Airbnb Laws and Regulations Within the State of Maine.
Did you know that within the last year, Maine has seen an increase of approximately 3,500 vacation rentals? With so many new rentals entering the market Maine understands the importance of maintaining and regulating short-term rentals, especially in cities like Kennebunkport and Freeport.
STR laws and regulations are constantly changing and we strive to keep our community up to date on these matters. We have outlined updated regulations that we are aware of in the state of Maine below:
The street address and map/block/lot number of the short-term rental property.
Contact person/owner responsibility. The name of the owner of the short-term rental property and contact information, including address and telephone number. If the owner is anything other than a natural person, then the following information must also be included: the name of each individual person who has an ownership interest in any entity that is the record owner, including, without limitation, all beneficiaries of any trust, and all members and shareholders of a limited-liability company, corporation or other entity. In addition, if someone other than the owner is acting as the local contact person, contact information for that person shall also be provided. Regardless of who enters the short-term rental agreement, or who may be designated as the owner’s contact person, the property owner shall be responsible for compliance with article provisions
For renewal applications, licensees/owners shall be required to certify annually that they have not engaged in any transfers of the licensed premises, or been transferees in any transfers, that are not permitted transfers under § 116-4B of this article.

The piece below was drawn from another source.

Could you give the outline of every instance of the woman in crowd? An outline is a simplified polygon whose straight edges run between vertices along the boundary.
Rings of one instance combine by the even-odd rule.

All information needed to demonstrate compliance with the standards listed here (pg. 5).
A draft for new short-term rental regulations was submitted to the Freeport Town Council and was adopted April 2021. Freeport is one of many cities in Maine to consider new Airbnb laws including insurance requirements and detailed operational standards for hosts.
Hosts must supply an emergency contact who must be available 24 hours a day to respond to complaints regarding the condition, safety, or operation of the dwelling unit as a rental or the conduct of guests.
Hosts and renters must adhere to the standards of the Freeport Loitering, Curfew, and Noise Ordinance. Violations of the referenced Ordinance shall be punishable by a civil penalty.
Hosts must provide a certificate of insurance that expressly acknowledges that the property may be used for short-term rental business activity and evidencing (a) property insurance and (be) general liability insurance appropriate to cover the rental use in the aggregate of not less than $1 million. (Hosts may also provide proof that the owner conducts rental transactions through a hosting platform that provides equal or greater coverage. The owner must maintain such insurance coverage for the duration of the annual registration period.)
How can hosts comply with noise restrictions in local short-term rental regulations?
Many cities have begun regulating noise and nuisance from short-term rentals and hold hosts responsible for ‘the conduct guests’. In one way, having a 24-hour contact helps monitor any potential complaints from neighbors, but there are other options to provide security for hosts.
An easy solution many hosts choose is to install a noise monitoring device. Companies such as Minut or NoiseAware offer such devices for short-term rental hosts. With real-time noise monitoring, hosts can rest assured they will be notified before guests get out of hand during their stay.
Is Airbnb’s ‘Guarantee’ and short-term rental insurance the same thing?
Freeport recognizes the importance of short-term rental insurance for hosts in their community. Unfortunately, like many cities across the U.S., they misunderstand the coverage Airbnb may provide to hosts.
Airbnb offers a ‘guarantee’ to its hosts, but it is not an insurance policy for the home and short-term rental business. Airbnb actually states this directly on their website. The moment a host’s Airbnb listing goes live, they have violated their homeowners or landlord insurance contract, as both contracts exclude business activity and leave hosts vulnerable should damage or liability from guests occur. Unfortunately, Airbnb’s ‘guarantee’ is not a sufficient stand-in.